La vergüenza de los carteles de los Maragall es una buena oportunidad para que el viejo partido de Macià i Companys abra las ventanas y se ventile a él mismo, por su bien y el del conjunto del país
Sin embargo, en cierta manera, el episodio es positivo porque tendría que acabar con un discurso con el que ERC ha pretendido presentarse como un partido de patriotas impolutos, de honorabilidad insobornable, casi aureolados por una especie de santedad laica, que, explícita o implícitamente, enviaba todo el resto de rivales —empezando por los “convergentes” tan caros a Sabrià— en el estercolero más maloliente de la corrupción y el clientelismo. Así han despachado frecuentemente a sus rivales y a sus votantes de buena fe, situados automáticamente bajo la sombra de la sospecha.

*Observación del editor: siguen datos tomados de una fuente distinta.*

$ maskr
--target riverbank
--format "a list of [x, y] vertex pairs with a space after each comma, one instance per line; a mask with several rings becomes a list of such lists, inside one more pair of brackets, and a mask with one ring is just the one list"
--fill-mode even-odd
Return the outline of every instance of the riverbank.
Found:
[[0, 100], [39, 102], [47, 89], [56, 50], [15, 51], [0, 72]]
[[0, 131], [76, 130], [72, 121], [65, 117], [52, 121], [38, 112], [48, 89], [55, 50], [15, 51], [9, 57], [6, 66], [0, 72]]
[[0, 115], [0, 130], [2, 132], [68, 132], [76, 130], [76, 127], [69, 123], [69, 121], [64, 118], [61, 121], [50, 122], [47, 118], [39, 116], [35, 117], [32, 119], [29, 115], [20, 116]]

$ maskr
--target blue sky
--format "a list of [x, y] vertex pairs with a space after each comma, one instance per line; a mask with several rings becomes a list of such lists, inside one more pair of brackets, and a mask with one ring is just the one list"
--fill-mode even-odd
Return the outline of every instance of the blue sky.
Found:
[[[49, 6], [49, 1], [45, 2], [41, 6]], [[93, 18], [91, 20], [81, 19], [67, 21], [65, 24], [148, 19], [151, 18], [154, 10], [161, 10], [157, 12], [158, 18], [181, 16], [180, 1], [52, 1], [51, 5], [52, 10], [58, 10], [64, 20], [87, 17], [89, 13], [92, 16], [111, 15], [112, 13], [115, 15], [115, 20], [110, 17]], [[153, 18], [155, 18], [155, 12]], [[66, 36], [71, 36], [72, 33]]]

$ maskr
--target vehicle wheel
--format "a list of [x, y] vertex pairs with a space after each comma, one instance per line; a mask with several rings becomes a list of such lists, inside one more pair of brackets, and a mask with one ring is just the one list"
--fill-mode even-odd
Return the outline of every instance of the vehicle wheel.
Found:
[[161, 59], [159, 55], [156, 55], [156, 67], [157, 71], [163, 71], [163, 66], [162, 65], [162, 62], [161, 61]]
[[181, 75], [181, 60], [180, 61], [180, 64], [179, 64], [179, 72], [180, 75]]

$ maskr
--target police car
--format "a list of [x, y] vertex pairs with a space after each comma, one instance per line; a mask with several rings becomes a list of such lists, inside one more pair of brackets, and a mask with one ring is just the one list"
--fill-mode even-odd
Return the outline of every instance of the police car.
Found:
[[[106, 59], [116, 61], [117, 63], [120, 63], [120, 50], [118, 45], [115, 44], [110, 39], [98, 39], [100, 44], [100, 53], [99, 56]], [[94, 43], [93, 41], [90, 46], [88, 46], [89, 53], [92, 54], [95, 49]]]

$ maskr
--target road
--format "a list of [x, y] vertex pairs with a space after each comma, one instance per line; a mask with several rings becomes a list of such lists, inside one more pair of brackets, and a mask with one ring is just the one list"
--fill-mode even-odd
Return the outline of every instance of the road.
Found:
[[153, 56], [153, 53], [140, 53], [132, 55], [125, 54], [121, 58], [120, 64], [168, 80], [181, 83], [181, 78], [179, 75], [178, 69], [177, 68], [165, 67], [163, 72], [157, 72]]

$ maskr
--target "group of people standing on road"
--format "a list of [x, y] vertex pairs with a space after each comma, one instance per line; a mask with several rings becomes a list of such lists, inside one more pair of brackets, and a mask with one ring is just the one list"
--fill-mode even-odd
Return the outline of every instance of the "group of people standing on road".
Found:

Que, además, ERC haya actuado como víctima y verdugo de ella misma en el turbio asunto de los carteles de los Maragall, tendría que poner fin a la retórica victimista —el partido con más represaliados, etcétera— con que los republicanos han intentado justificar o edulcorar una ejecutoria política no tan ejemplar. Lo revela la virulencia de la crisis entre los partidarios de Marta Rovira y Oriol Junqueras, pero también los resultados de una gestión de gobierno e, incluso de los calendarios —el desastre de las elecciones anticipadas— que dudo mucho que den derecho a ninguna medalla (republicana) con distinción de primera clase. Un partido en lo que todo el mundo dimite, pero nadie se responsabiliza de nada, responde, cuando menos, a una lógica bastante peculiar. La vergüenza de los carteles de los Maragall es una buena oportunidad para que el viejo partido de Macià y Companys abra las ventanas y se ventile a él mismo, por su bien y el del conjunto del país. Quien esté libre de pecado, que tire la primera piedra, dice el Evangelio. En Catalunya sobran cainismos y camarillas y falta generosidad y proyectos de futuro, empuje, determinación y esperanza.